Volume 7 Issue 9 - May 01, 2010
“Neither me nor Justice Chapalgaonkar were involved in drafting the Mental Health Act Amendments,” Justice A.P. Shah
D.N.I.S. News Network, India: The proposed amendments to the Mental Health Act have hit another controversy. On April 30, Dr. Soumitra Pathare, who has been entrusted with drafting the amendments by the Ministry of Health, said that he was not the only one who was involved in the drafting process. Along with him and Jaya Sagade, Vice Principal of Indian Law Society (I.L.S.), Pune, Justice A.P. Shah and Justice N.P. Chapalgaonkar were also involved. Barely a few hours later, in a meeting with the Disabled Rights Group (D.R.G.), when asked to confirm this, Justice Shah expressed surprise at Dr. Pathare’s claim and totally denied having any thing to do with the draft amendments. In fact, according to him, even Justice Chapalgaonkar is not involved in the process!

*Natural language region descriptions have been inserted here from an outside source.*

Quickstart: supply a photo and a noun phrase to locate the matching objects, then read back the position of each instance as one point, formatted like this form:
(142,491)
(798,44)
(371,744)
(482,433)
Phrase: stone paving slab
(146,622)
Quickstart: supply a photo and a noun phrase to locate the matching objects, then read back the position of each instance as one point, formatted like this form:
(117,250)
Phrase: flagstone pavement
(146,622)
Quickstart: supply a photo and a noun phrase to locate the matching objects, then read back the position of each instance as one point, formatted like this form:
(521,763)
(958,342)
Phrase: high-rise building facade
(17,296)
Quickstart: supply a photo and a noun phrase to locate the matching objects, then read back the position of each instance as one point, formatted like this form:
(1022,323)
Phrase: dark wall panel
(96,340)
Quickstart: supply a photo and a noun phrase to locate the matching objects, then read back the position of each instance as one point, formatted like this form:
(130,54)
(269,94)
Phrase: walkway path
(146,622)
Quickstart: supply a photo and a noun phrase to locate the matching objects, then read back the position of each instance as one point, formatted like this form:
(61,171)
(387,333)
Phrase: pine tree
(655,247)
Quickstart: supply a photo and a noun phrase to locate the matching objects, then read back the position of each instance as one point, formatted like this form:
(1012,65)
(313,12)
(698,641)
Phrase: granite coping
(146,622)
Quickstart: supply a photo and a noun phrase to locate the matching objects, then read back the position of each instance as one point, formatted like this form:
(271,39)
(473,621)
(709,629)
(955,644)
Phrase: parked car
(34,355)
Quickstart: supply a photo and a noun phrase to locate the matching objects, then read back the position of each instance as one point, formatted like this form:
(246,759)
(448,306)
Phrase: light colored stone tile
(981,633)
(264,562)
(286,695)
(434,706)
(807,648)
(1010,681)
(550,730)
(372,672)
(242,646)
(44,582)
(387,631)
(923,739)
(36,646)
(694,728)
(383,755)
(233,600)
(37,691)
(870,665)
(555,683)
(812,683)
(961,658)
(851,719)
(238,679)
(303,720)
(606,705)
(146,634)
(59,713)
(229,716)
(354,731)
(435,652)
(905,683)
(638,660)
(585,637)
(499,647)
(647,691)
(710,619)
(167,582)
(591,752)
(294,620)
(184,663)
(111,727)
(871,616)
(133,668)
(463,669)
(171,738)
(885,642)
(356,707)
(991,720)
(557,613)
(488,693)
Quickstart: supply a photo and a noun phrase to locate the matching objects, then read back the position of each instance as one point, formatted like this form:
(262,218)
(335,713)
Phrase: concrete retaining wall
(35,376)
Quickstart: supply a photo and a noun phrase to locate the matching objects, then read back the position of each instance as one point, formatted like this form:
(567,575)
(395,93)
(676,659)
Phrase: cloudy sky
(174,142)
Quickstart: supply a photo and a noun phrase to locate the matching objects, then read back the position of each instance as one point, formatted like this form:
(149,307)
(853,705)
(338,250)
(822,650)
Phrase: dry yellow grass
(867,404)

Dr. Pathare had made this claim while speaking at the 14th talk of the Canvas Askew series titled ‘Awakening from bedlam: towards progressive mental health legislation’ in New Delhi on April 30. Other than him, the panel consisted of Dr. Rajesh Nagpal, Dr. A.K. Kala and Dr. Achal Bhagat and was moderated by Dr. Alok Sarin, all of them psychiatrists. Of these, only Dr. Bhagat was critical of the process being adopted for amending the Mental Health Act.
Dr. Pathare said that the task of amending the Act was given to the Centre for Mental Health Law and Policy of I.L.S., Pune with which he is associated. A first draft of the amendments was prepared and sent to 120 stakeholders of which 19 or so have given feedback. Based on these, a second draft will be prepared which will then be made public on the Health Ministry’s website for comments. After that, four regional consultations would take place. Thereafter, a third draft will be prepared which will be discussed at a national consultation, based on which a fourth draft would be prepared!
But these consultations were termed as ‘tokenistic’. They have only now been hurriedly planned after stiff opposition from the disability sector, particularly the mental health groups. According to these groups, the draft amendments are only from a professional’s point of view and do not comply with the basic tenets of U.N.C.R.P.D. like non-discrimination and legal capacity. Although, Dr. Pathare claimed that one of the basic philosophies behind the amendments was deinstitutionalisation, but disability sector leaders present at the talk said that nowhere in the draft is this being addressed. Nor is the issue of legal capacity been enumerated anywhere. Most of the audience at the talk was highly critical of the draft and the process.
The most hard hitting remarks came from noted disability rights activist, Javed Abidi towards the end of the talk. He said that people with mental illness were as much people with disability as anyone else. Therefore, the nodal Ministry for anything to do with any issue regarding the rights of people with mental illness should be the Ministry of Social Justice and Empowerment and not the Ministry of Health to begin with.
“The basic tenet of the disability rights movement is ‘Nothing about us without us’,” Abidi said. “And everyone who has spoken till now are either professionals or family members. It is the disabled people who will decide what is it that they want,” he said emphatically.
“You or the Ministry of Health have nothing to do with this issue and it should be left to people whose job it is,” Abidi told Dr. Pathare forcefully which left the entire panel and audience in stunned silence.